Re: [RFC,PATCH] Use RCU to protect tasklist for unicast signals

public inbox for linux-kernel@vger.kernel.org
 help / color / mirror / Atom feed

From: "Paul E. McKenney" <paulmck@us.ibm.com>
To: Oleg Nesterov <oleg@tv-sign.ru>
Cc: Ingo Molnar <mingo@elte.hu>, Dipankar Sarma <dipankar@in.ibm.com>,
	linux-kernel@vger.kernel.org
Subject: Re: [RFC,PATCH] Use RCU to protect tasklist for unicast signals
Date: Tue, 16 Aug 2005 10:07:14 -0700	[thread overview]
Message-ID: <20050816170714.GA1319@us.ibm.com> (raw)
In-Reply-To: <4301D455.AC721EB7@tv-sign.ru>

On Tue, Aug 16, 2005 at 03:56:05PM +0400, Oleg Nesterov wrote:
> Paul E. McKenney wrote:
> >
> > OK, the attached instead revalidates that the task struct still references
> > the sighand_struct after obtaining the lock
> 
> Personally I think this is a way to go. A nitpick suggestion,
> could you make a separate function (say, lock_task_sighand)
> which does all this job?

Sounds good, will do!

The other thing that jumped out at me is that signals are very different
animals from a locking viewpoint depending on whether they are:

1.	ignored,

2.	caught by a single thread,

3.	fatal to multiple threads/processes (though I don't know
	of anything that shares sighand_struct between separate
	processes), or

4.	otherwise global to multiple threads/processes (such as
	SIGSTOP and SIGCONT).

And there are probably other distinctions that I have not yet caught
on to.

One way to approach this would be to make your suggested lock_task_sighand()
look at the signal and acquire the appropriate locks.  If, having acquired
a given set of locks, it found that the needed set had changed (e.g., due
to racing exec() or sigaction()), then it drops the locks and retries.

Does this make sense?

This approach assumes that realtime latency (of the kill() operation
itself) is critical only cases #1 and #2 above.  This makes sense to me,
but some of you might know of situations where #3 and #4 are important.
But I am hoping not.  ;-)

> > > and there are some remaining problems
> > > that I need to sort out, including:
> > ...
> >
> > o	Some of the functions invoked by __group_send_sig_info(),
> > 	including handle_stop_signal(), momentarily drop ->siglock.
> 
> Just to be sure that one point doesn't escape your attention, this:
> 
> > +++ linux-2.6.13-rc4-realtime-preempt-V0.7.53-01-tasklistRCU/kernel/signal.c	2005-08-14 19:53:28.000000000 -0700
> > @@ -328,9 +328,11 @@ void __exit_sighand(struct task_struct *
> >  	struct sighand_struct * sighand = tsk->sighand;
> >  
> >  	/* Ok, we're done with the signal handlers */
> > +	spin_lock(&sighand->siglock);
> >  	tsk->sighand = NULL;
> >  	if (atomic_dec_and_test(&sighand->count))
> > -		kmem_cache_free(sighand_cachep, sighand);
> > +		sighand_free(sighand);
> > +	spin_unlock(&sighand->siglock);
> 
> is not enough (and unneeded).
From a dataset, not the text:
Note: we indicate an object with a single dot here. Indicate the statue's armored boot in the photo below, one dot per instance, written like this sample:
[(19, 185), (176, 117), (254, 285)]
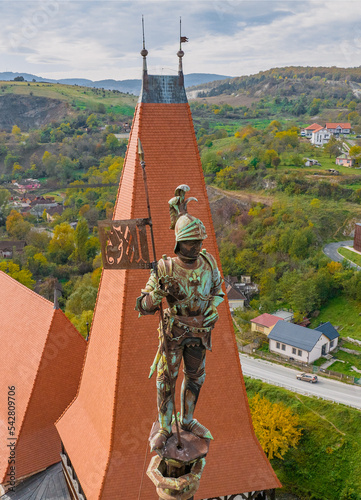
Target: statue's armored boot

Unless I missed something, we have
> a race:
> 
> release_task:
> 
> 	__exit_signal:
> 		spin_lock(sighand);
> 		spin_unlock(sighand);
> 		flush_sigqueue(&sig->shared_pending);
> 		kmem_cache_free(tsk->signal);
> 							// here comes group_send_sig_info(), locks ->sighand,
> 							// delivers the signal to the ->shared_pending.
> 							// siginfo leaked, or crash.
> 	__exit_sighand:
> 		spin_lock(sighand);
> 		tsk->sighand = NULL;
> 		// too late !!!!
> 
> I think that release_task() should not use __exit_sighand()
> at all. Instead, __exit_signal() should set tsk->sighand = NULL
> under ->sighand->lock.

Will look into this -- I was inserting the locking to handle a race with
my revalidation.  It looks like I also need to pay some more attention
to the race with exiting tasks, good catch!  Your suggestion of invoking
__exit_signal() from under siglock within __exit_signal() sounds good
at first glance, will think it through.

> >  int group_send_sig_info(int sig, struct siginfo *info, struct task_struct *p)
> >  {
> >  	unsigned long flags;
> > +	struct sighand_struct *sp;
> >  	int ret;
> >
> > +retry:
> >  	ret = check_kill_permission(sig, info, p);
> > -	if (!ret && sig && p->sighand) {
> > +	if (!ret && sig && (sp = p->sighand)) {
> >  		if (!get_task_struct_rcu(p)) {
> >  			return -ESRCH;
> >  		}
> > -		spin_lock_irqsave(&p->sighand->siglock, flags);
> > +		spin_lock_irqsave(&sp->siglock, flags);
> > +		if (p->sighand != sp) {
> > +			spin_unlock_irqrestore(&sp->siglock, flags);
> > +			put_task_struct(p);
> > +			goto retry;
> > +		}
> >  		ret = __group_send_sig_info(sig, info, p);
> > -		spin_unlock_irqrestore(&p->sighand->siglock, flags);
> > +		spin_unlock_irqrestore(&sp->siglock, flags);
> >  		put_task_struct(p);
> 
> Do we really need get_task_struct_rcu/put_task_struct here?
> 
> The task_struct can't go away under us, it is rcu protected.
> When ->sighand is locked, and it is still the same after
> the re-check, it means that 'p' has not done __exit_signal()
> yet, so it is safe to send the signal.
> 
> And if the task has ->usage == 0, it means that it also has
> ->sighand == NULL, and your code will notice that.
> 
> No?

Seems plausible.  I got paranoid after seeing the lock dropped in
handle_stop_signal(), though.

							Thanx, Paul

next prev parent reply	other threads:[~2005-08-16 17:06 UTC|newest]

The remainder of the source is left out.